C21C-0753
How to Assess Trajectories of Arctic Ponds and Lakes: a Circum-Arctic Perspective
Tuesday, 15 December 2015
Poster Hall (Moscone South)
Sina Muster1, Kurt Roth2, Fabio Cresto Aleina3, Moritz Langer1, Annett Bartsch4, Anne Morgenstern1, Guido Grosse1, Stephan Lange1 and Julia Boike1, (1)Alfred Wegener Institute Helmholtz-Center for Polar and Marine Research Potsdam, Potsdam, Germany, (2)University of Heidelberg, Heidelberg, Germany, (3)Max Planck Institute for Meteorology, Hamburg, Germany, (4)Vienna University of Technology, Vienna, Austria
Abstract:
Arctic ponds, i. e. water bodies with a surface area equal to or smaller than 10⁴ m² (1 ha), are currently not inventoried on a circum-arctic scale. However, they are a key element of the water, energy, and carbon balance and abundant in Arctic permafrost lowlands. Ponds and lakes have been subject to both wetting and drying in a warming climate yet studies remain ambivalent regarding the causes of these changes.
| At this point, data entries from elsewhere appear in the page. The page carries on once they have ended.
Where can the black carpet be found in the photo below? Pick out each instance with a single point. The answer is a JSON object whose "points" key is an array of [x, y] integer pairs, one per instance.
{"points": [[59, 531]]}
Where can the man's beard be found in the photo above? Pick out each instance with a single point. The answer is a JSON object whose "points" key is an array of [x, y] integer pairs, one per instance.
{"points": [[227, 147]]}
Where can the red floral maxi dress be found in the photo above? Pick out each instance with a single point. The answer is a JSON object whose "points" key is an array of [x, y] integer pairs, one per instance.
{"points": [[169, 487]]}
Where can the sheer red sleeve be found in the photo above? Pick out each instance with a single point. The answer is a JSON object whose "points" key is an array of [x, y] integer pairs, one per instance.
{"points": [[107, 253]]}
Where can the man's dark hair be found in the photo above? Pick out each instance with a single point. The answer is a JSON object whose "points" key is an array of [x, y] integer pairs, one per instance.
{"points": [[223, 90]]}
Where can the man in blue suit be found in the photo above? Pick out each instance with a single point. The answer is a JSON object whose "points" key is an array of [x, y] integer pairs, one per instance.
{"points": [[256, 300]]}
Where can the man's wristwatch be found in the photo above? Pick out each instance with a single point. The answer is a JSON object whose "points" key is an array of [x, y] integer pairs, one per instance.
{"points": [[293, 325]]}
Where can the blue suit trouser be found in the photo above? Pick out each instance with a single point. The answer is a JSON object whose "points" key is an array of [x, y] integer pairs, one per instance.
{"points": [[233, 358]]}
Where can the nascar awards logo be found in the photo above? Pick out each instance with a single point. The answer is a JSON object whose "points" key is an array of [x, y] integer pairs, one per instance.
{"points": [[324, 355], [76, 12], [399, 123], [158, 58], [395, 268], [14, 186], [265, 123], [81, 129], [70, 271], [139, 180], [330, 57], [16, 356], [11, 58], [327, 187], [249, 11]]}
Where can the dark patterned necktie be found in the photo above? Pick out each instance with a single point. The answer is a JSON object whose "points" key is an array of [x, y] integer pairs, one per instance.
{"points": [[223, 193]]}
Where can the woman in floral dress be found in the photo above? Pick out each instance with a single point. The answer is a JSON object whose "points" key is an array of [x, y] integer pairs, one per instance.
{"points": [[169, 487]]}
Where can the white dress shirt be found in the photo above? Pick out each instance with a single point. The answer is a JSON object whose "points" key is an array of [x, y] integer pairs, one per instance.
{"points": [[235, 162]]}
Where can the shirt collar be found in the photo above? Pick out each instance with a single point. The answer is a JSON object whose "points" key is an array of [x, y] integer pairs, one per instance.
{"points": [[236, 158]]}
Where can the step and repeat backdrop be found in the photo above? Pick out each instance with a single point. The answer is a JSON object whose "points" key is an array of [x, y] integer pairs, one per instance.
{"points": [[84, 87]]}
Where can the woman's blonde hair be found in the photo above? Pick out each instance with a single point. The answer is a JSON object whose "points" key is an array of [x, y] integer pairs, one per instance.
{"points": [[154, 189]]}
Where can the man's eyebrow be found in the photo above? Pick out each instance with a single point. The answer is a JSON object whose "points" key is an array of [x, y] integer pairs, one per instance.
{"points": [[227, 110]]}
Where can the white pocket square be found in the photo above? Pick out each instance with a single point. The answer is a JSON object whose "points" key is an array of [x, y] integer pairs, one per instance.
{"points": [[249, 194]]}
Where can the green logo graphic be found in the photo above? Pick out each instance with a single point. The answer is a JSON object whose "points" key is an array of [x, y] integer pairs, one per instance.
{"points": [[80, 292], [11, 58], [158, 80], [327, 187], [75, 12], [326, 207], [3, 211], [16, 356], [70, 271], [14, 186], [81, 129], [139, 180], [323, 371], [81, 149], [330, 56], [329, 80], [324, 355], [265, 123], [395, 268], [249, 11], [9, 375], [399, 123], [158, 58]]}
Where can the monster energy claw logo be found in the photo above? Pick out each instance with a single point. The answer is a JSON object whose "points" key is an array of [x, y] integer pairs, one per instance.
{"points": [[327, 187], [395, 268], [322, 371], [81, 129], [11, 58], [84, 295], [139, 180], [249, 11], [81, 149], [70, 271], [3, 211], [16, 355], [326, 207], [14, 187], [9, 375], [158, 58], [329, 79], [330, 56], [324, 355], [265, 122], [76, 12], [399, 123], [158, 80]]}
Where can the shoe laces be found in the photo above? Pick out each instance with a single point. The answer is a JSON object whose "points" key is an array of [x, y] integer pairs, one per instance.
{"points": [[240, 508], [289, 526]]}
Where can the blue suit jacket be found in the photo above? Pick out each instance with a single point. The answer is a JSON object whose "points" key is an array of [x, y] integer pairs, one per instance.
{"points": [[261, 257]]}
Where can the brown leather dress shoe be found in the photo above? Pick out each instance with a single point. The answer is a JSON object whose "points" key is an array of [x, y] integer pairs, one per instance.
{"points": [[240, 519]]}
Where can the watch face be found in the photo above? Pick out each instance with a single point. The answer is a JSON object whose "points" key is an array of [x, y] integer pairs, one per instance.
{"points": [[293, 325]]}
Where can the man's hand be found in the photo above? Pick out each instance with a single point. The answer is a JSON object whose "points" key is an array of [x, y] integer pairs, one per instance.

Goals of this study are to (i) investigate the variability of water body size distributions as a function of landscape characteristics, and (ii) assess the vulnerability of water bodies in different landscapes to scenarios of wetting and drying. Ponds and lakes were mapped from high-resolution aerial and satellite imagery with resolutions of 4 m or better in 14 regions in Alaska, Canada, and Siberia covering a total area of ca. 1.6*104 km². Whereas lake distributions are similar, pond distributions in our study regions vary significantly with the area-normalized number of ponds differing up to 3 orders of magnitude. Landscape characteristics that may explain the current water body distributions include climate (eg., precipitation, evapotranspiration, temperature), permafrost (eg., ground ice content, maximum thaw depth) and terrain characteristics (eg., topography, glaciation, landscape age) which we derive from in situ, remote sensing and modeling data sources. Multivariate regression analysis are used to relate landscape characteristics to distribution parameters. This study for the first time allows to quantify the circum-arctic variability of pond distribution. The current maps are the start of a high-resolution circum-arctic water body inventory and present a baseline for future surface inundation mapping and modelling. We present representative regional probability density functions (pdf) and assess the potential to upscale pdfs using spatial landscape characteristics. We then discuss the vulnerability of water bodies to wetting or drying based on the distribution parameters, their correlation with landscape characteristics and the likeliness of both to change in different future climate scenarios.